Verification failures MUST include a machine-readable error code:

Code Meaning
INVALID_SCHEMA Malformed JSON, missing required field, or field format violation
INVALID_SIGNATURE Ed25519 signature does not match canonical payload and public key
KEY_NOT_FOUND No published key matches the claim's keyFingerprint
KEY_EXPIRED Matching key exists but has expired (verifier policy)
CLAIM_EXPIRED Claim timestamp exceeds verifier's freshness policy (verifier policy)
CANONICALIZATION_ERROR Canonical serialization failed
DOMAIN_MISMATCH Claim domain does not match expected domain (verifier policy)

Codes prefixed with "verifier policy" are not protocol-level rejections — they are verifier-side decisions. The protocol defines INVALID_SCHEMA, INVALID_SIGNATURE, KEY_NOT_FOUND, and CANONICALIZATION_ERROR as mandatory rejection reasons. KEY_EXPIRED, CLAIM_EXPIRED, and DOMAIN_MISMATCH are verifier-optional.

Result

Verification produces exactly one of two outcomes:

Result Meaning
ACCEPT The claim was signed by a key controlled by the stated domain. It has not been altered.
REJECT The claim is malformed, the signature is invalid, or the signing key could not be discovered. Includes an error code.

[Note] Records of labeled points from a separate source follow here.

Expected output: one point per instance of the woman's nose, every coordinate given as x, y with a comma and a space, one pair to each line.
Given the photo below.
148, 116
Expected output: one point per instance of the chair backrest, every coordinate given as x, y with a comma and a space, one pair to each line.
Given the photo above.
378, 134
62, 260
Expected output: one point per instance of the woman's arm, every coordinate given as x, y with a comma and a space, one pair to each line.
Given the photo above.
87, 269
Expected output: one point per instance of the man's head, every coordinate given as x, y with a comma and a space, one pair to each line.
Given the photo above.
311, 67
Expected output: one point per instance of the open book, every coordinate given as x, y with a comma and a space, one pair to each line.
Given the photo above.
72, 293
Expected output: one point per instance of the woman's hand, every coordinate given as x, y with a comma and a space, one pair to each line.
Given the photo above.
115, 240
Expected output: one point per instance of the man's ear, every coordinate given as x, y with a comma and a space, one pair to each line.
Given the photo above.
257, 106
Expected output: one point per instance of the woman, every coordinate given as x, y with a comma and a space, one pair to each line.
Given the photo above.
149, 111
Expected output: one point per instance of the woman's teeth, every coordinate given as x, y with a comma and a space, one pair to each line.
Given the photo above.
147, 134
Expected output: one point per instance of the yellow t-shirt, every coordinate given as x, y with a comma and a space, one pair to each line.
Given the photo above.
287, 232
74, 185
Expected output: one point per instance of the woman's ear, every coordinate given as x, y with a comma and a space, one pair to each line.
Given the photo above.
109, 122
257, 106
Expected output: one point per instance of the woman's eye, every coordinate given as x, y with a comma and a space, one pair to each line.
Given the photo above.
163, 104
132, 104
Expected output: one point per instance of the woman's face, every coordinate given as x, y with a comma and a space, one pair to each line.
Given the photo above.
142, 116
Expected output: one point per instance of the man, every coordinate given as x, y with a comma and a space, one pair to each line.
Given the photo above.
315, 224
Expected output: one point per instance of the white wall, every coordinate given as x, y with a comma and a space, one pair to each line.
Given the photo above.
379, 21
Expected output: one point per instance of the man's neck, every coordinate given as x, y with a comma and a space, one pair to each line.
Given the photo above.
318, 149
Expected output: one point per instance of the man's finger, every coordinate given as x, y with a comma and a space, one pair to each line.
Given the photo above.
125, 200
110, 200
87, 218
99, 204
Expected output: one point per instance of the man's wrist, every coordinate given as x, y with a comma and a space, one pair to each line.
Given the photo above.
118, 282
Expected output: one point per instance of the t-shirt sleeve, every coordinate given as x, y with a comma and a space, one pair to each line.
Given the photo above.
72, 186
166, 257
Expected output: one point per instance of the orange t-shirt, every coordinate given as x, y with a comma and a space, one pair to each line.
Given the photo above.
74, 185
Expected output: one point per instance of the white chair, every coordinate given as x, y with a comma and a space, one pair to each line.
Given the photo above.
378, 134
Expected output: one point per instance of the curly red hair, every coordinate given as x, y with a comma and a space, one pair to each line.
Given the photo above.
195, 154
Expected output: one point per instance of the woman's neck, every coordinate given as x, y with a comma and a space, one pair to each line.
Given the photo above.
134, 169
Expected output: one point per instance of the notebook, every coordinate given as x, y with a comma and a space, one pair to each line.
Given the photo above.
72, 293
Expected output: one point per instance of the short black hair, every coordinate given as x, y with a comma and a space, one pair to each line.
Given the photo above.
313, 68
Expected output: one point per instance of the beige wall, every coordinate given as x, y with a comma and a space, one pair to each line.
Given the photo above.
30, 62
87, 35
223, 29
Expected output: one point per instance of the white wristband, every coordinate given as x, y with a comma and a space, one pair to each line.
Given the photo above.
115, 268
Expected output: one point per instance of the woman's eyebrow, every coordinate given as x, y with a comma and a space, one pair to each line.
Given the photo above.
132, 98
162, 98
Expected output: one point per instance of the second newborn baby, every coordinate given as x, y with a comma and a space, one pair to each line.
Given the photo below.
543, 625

There is no partial acceptance.

What ACCEPT Means

  • The claim was signed by a private key corresponding to a public key published by the domain.
  • The claim payload has not been modified since signing.
  • The keyFingerprint matches a key associated with the domain.

What ACCEPT Does Not Mean

  • The claim is true.
  • The domain is trustworthy.
  • The subject exists.
  • The timestamp is accurate.
  • A registry has indexed the claim.

Offline Verification

If the verifier has previously cached the domain's public key, the entire verification algorithm executes offline. No network requests. No registry. No external dependencies.

This is the defining property of the MIR trust model: claims are self-contained proofs of authorship.

Batch Verification

Multiple claims can be verified independently. There is no interdependency between claims. Each claim carries its own signature and key fingerprint.

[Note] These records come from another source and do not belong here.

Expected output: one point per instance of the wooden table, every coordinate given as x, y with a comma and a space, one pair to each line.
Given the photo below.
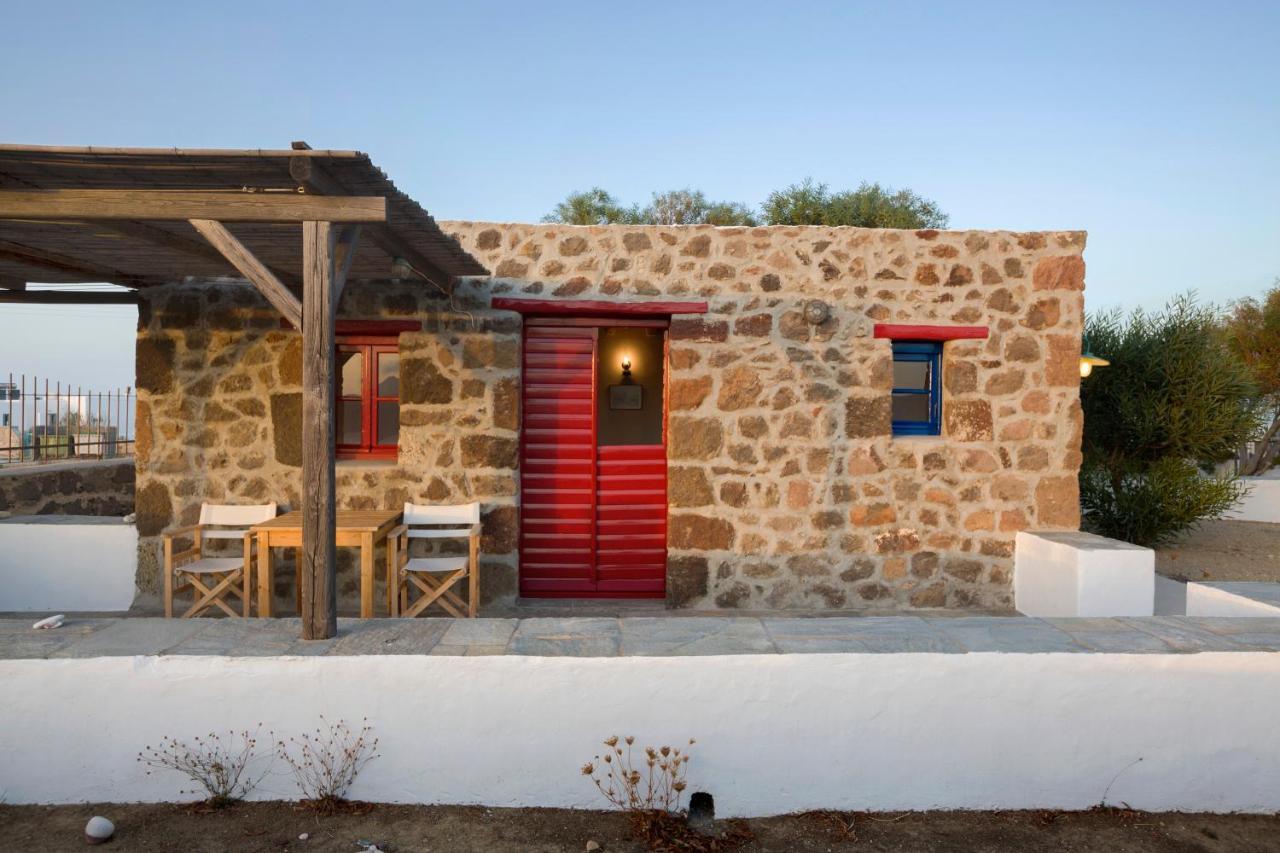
364, 529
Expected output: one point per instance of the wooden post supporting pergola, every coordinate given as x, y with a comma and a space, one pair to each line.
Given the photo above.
329, 233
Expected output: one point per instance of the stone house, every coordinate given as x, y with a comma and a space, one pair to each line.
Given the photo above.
726, 418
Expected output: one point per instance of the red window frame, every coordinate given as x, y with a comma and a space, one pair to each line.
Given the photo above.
370, 346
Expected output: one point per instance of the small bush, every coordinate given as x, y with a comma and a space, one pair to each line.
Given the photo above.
327, 761
219, 763
1174, 400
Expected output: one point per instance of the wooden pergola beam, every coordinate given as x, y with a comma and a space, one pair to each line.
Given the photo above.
314, 177
65, 265
67, 297
167, 205
344, 252
251, 268
318, 573
179, 243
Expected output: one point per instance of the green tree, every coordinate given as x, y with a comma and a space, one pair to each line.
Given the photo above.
592, 206
1174, 400
691, 208
1252, 329
868, 206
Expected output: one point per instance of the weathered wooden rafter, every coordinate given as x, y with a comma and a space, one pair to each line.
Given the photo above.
251, 268
179, 243
312, 177
165, 204
65, 265
347, 240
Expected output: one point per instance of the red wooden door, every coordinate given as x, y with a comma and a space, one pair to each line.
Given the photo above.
593, 520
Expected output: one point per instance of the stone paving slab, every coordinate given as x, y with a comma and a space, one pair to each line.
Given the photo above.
643, 635
1256, 591
987, 634
592, 637
475, 637
128, 637
658, 637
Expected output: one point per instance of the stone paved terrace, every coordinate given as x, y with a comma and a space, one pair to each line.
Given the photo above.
640, 637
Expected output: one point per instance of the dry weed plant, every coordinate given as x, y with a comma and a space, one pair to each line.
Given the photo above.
327, 761
654, 784
219, 763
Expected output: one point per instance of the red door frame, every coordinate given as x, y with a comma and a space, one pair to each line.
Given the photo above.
536, 319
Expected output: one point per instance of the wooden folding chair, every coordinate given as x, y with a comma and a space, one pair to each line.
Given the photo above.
213, 579
433, 578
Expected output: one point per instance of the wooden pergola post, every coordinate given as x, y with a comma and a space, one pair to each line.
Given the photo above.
318, 573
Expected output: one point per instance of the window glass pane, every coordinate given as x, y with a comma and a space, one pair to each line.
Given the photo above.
912, 407
388, 374
910, 374
388, 423
351, 368
348, 422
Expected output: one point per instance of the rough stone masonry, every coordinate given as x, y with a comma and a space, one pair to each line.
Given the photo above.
787, 488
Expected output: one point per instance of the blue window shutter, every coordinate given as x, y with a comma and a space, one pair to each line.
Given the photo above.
928, 352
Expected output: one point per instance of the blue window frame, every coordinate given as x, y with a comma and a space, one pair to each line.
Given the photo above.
917, 387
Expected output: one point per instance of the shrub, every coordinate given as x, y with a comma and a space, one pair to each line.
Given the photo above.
1175, 398
216, 762
327, 761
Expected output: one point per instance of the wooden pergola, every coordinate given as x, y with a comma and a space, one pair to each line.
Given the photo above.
295, 223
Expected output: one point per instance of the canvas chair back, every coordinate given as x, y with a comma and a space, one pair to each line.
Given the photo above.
442, 521
231, 520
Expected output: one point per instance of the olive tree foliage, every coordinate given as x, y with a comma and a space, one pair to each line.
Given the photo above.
803, 204
691, 208
1174, 401
592, 206
868, 206
1252, 331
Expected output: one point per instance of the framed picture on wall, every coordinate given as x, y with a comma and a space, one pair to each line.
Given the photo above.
626, 397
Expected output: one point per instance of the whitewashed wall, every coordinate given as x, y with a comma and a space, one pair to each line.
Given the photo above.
67, 562
775, 733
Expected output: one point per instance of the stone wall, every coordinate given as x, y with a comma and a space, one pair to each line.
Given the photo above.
220, 411
90, 487
786, 487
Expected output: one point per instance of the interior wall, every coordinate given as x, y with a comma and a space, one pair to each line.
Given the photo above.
647, 352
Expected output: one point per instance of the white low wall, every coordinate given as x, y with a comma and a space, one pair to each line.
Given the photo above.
67, 562
1208, 600
775, 733
1261, 503
1082, 574
1170, 597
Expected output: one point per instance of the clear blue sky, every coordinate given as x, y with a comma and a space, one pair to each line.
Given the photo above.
1155, 127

For efficiency, verifiers SHOULD cache public keys by domain and fingerprint to avoid redundant discovery.

Timestamp and Clock Skew

Verifiers SHOULD allow up to 5 minutes of clock skew in all temporal comparisons. This applies to:

  • Key expiry: A claim with timestamp up to 5 minutes after a key's expires SHOULD still be accepted.
  • Future claims: Reject claims with timestamp more than 5 minutes in the future (CLAIM_EXPIRED).
  • Key creation: Flag claims with timestamp significantly before the key's created date.

Key validity is evaluated at the claim's timestamp, not at verification time. A claim signed when the key was active remains valid even if the key has since expired. This preserves historical verifiability — an expired key does not retroactively invalidate claims signed during its active period.

Verifiers MAY cross-reference with registry ingestion timestamps if available.

These are verifier policy decisions, not protocol requirements. The protocol itself only mandates signature verification (step 8).